It's not that I'm a particularly private person: I'm on Twitter, and have been known to share my thoughts, interests or even whereabouts with a lot of people I've never met. But I draw the line at forcing strangers to listen to what I'm saying on the phone. I've noticed that people much younger than I do not have any such inhibitions, and they simply don't realise that what they are doing is imposing themselves on others.
Today I sat next to a young woman on the bus, and she spent the entire journey on the phone to a friend of hers, complaining about another friend. She was speaking so loudly that it was impossible for her fellow passengers not to hear her. A few of us exchanged knowing glances, but no one intervened to tell her how anti-social her behaviour was. Perhaps we were enjoying it too much, the rhythmic timbre of someone else's minutiae providing comfort first thing in the morning.
"I don't know who these friends are that she's talking about," she said at one point, “and who sends a catch-up email without giving any details about herself?” The periods of silence were broken up by the oft-repeated “Exactly... exactly”. She was still talking when she got off the bus, completely unaware of the effect she'd had on others on the bus.

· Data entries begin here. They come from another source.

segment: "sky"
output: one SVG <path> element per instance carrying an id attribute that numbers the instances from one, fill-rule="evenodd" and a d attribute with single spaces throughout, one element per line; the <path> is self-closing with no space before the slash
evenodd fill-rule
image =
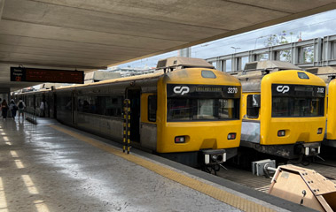
<path id="1" fill-rule="evenodd" d="M 265 47 L 265 41 L 270 34 L 278 34 L 285 31 L 285 38 L 291 42 L 297 42 L 299 34 L 302 40 L 336 34 L 336 10 L 285 22 L 251 32 L 205 42 L 191 47 L 191 57 L 210 58 L 233 54 L 235 51 L 246 51 Z M 290 34 L 292 33 L 292 35 Z M 120 64 L 119 67 L 156 67 L 160 59 L 178 56 L 172 51 L 148 58 Z"/>

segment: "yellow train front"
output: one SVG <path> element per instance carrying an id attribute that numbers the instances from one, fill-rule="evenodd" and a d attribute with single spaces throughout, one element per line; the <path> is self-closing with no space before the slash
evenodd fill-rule
<path id="1" fill-rule="evenodd" d="M 318 155 L 325 130 L 325 83 L 303 71 L 259 72 L 259 80 L 242 80 L 241 146 L 287 159 Z"/>
<path id="2" fill-rule="evenodd" d="M 190 165 L 236 155 L 241 128 L 237 79 L 215 70 L 176 70 L 159 80 L 158 93 L 164 95 L 158 95 L 157 152 Z"/>
<path id="3" fill-rule="evenodd" d="M 168 58 L 158 69 L 152 74 L 57 88 L 50 91 L 51 108 L 63 124 L 122 142 L 122 102 L 127 102 L 132 147 L 194 167 L 212 167 L 236 155 L 239 80 L 196 58 Z"/>
<path id="4" fill-rule="evenodd" d="M 175 70 L 158 80 L 158 153 L 191 166 L 236 155 L 241 129 L 237 79 L 208 68 Z"/>

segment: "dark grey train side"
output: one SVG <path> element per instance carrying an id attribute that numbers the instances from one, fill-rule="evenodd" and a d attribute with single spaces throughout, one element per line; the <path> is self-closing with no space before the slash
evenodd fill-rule
<path id="1" fill-rule="evenodd" d="M 121 141 L 122 106 L 124 99 L 128 98 L 132 102 L 131 140 L 136 141 L 133 145 L 138 143 L 141 147 L 156 150 L 156 125 L 140 123 L 139 118 L 141 95 L 156 94 L 158 79 L 58 89 L 53 92 L 57 119 L 63 124 Z M 148 134 L 155 136 L 145 136 Z"/>

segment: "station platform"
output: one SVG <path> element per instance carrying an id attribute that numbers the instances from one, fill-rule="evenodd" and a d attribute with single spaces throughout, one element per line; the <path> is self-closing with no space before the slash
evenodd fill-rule
<path id="1" fill-rule="evenodd" d="M 63 125 L 0 119 L 0 211 L 313 211 Z"/>

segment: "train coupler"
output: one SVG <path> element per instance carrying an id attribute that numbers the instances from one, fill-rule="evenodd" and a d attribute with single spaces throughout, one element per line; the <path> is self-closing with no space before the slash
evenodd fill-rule
<path id="1" fill-rule="evenodd" d="M 301 148 L 301 154 L 305 156 L 316 156 L 321 152 L 321 143 L 303 143 Z"/>
<path id="2" fill-rule="evenodd" d="M 206 166 L 218 165 L 226 162 L 225 149 L 207 149 L 202 150 L 202 154 Z"/>

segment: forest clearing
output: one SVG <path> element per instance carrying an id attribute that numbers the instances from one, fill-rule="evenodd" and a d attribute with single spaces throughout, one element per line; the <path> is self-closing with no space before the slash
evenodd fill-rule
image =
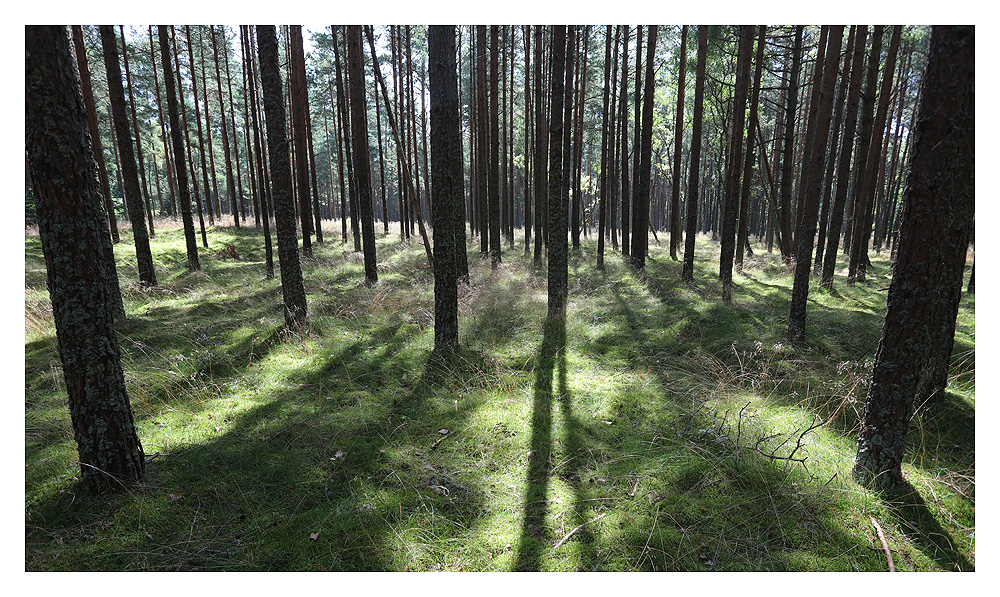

Earlier, I'd been listening to Start the Week on Radio 4. The subject was confession – in the widest sense, and with particular reference to the Catholic Church – and in his introduction, Andrew Marr made the point that we live in the most confessional culture of all time. “The urge to show all, and tell all, for millions of us, is irresistible,” he said. From social media, to radio phone-ins, to what he called “the moral cage fight of the Jeremy Kyle Show”, we let it all hang out.
But I think it's less about the confessional and more about exhibitionism. Not so much the desire to purge, more to show off, or an egotistical belief that everything we do or say is inherently important. (The woman on the bus was a good example of this.) There is a wider point, however, which relates to the idea that while people are happy to go in front of a television audience to confess their sins, the number of Catholics going to the confession box has dropped by a huge degree. It's that the concept that private doesn't matter that much today. In fact, some people would rather their private life became public. It makes them feel important. That's why there isn't the uproar there should be about Google tracking our every movement, and sharing that information. We put so much about ourselves in the public domain that we can hardly complain when it's used by someone else. Exactly, said the woman on the No.14.